Days before Vladimir Putin's troops invaded Ukraine, National Security Adviser Susan Rice dismissed suggestions that Russia was about to pounce. "It's in nobody's interest," she said. Days later, President Obama declared the invasion to be illegal. "In 2014," he said, "we are well beyond the days when borders can be drawn over the heads of democratic leaders."
Two things strike me about those quotes. First, they were right. From the viewpoint of the United States and its allies, invading Crimea made no sense, legally or strategically. Second, it didn't matter: Putin plays by his own set of rules, and it's dangerously naive not to realize that.

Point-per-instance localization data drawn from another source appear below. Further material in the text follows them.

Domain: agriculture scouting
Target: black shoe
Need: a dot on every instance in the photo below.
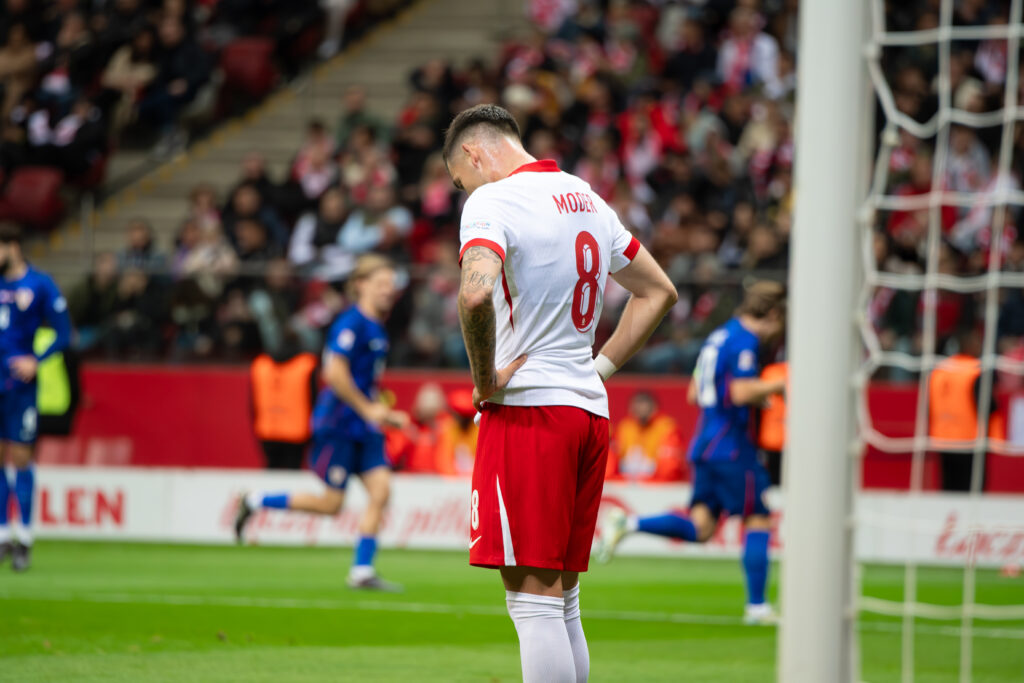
(20, 559)
(242, 518)
(374, 583)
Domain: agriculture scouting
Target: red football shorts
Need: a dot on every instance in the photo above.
(537, 486)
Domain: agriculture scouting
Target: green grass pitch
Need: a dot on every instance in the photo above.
(145, 612)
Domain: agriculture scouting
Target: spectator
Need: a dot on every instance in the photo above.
(317, 143)
(17, 67)
(182, 69)
(692, 56)
(77, 141)
(70, 67)
(416, 450)
(378, 226)
(314, 243)
(137, 311)
(354, 116)
(203, 208)
(92, 301)
(337, 12)
(968, 166)
(748, 55)
(247, 204)
(272, 303)
(647, 443)
(254, 173)
(140, 249)
(315, 172)
(127, 75)
(434, 334)
(253, 244)
(188, 240)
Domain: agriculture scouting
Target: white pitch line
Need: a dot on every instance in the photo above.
(441, 608)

Ukraine is illustrative of a flaw in Obama's worldview that consistently undermines his agenda, both foreign and domestic. He thinks being right is good enough. From fights with Congress over the federal budget and his nominations, to gun control, immigration reform, health care, and Syria, the president displays tunnel-vision conviction, an almost blinding righteousness. I'm right. They're wrong. Why isn't that enough?
With such certitude, Obama finds it hard to see why anybody would oppose him, which makes it almost impossible to earn new allies. He's also slow to realize when some fault lies with him. The result is Obama's legacy of "Right, but …" moments.
Americans don't favor military action in Syria and can't stomach genocide. That may be right, but wavering on a "red line" and dithering on a decision projected weakness. Months later, Syria is flouting chemical-weapons deadlines imposed in the deal that Obama cut via Russia.
Punishing a lawyer for the crimes committed by a client defies sacred constitutional principles. That may be right, but perhaps there was another qualified candidate to be the nation's top civil-rights enforcer beside Debo Adegbile, who years ago represented a cop killer. If Adegbile was the most qualified candidate, the White House didn't work hard enough and long enough to stiffen the spine of Democratic senators. Insisting on a Senate vote and then losing sets a precedent that defense lawyers can be disqualified for their client's actions. Obama was right on the merits, wrong on the rest.
Most Americans support background checks on guns. Polls show that Obama was right, especially in the immediate aftermath of the Newtown shootings, but he underestimated the strength of the gun lobby and couldn't build a coalition in Congress. Obama himself is frustrated with the inability to translate into legislative successes his campaign's brilliance at mobilizing people to vote. If he had managed to make that leap, gun control might have been the initial beneficiary.
Most Americans support universal health care and want government to help solve big problems like that. He may be right, but Obama's efforts to fold some Republicans into the health reform process were halfhearted, and he happily signed a partisan bill. He's right that Republicans are stubbornly invested in the law's failure, but its rocky implementation is his fault, not theirs.
Most Americans want a "Grand Bargain" on the budget that both raises revenue and restrains entitlements. He's right about that and deserves credit for offering modest entitlement reform, but Obama has blown at least two chances to seize a big deal with the GOP—immediately after his reelection, when he grabbed tax increases outside a broader bargain, and in the spring of 2013, when the GOP signaled its willingness to raise revenue under the guise of tax reform.
Immigration reform is a moral, political, and economic imperative. He's right about that, and the GOP is wrong (if not suicidal) to ignore the problem, but Obama will be judged harshly if he leaves office without the significant changes he promised to the Hispanic community.
Historians score presidents based on what they accomplish with the allies, the enemies, and the circumstances dealt to them. This will not be known as the Era of Republican Obstruction. We are not at the dawn of the Russian Century. Right or wrong, it's on Obama—and that should be enough.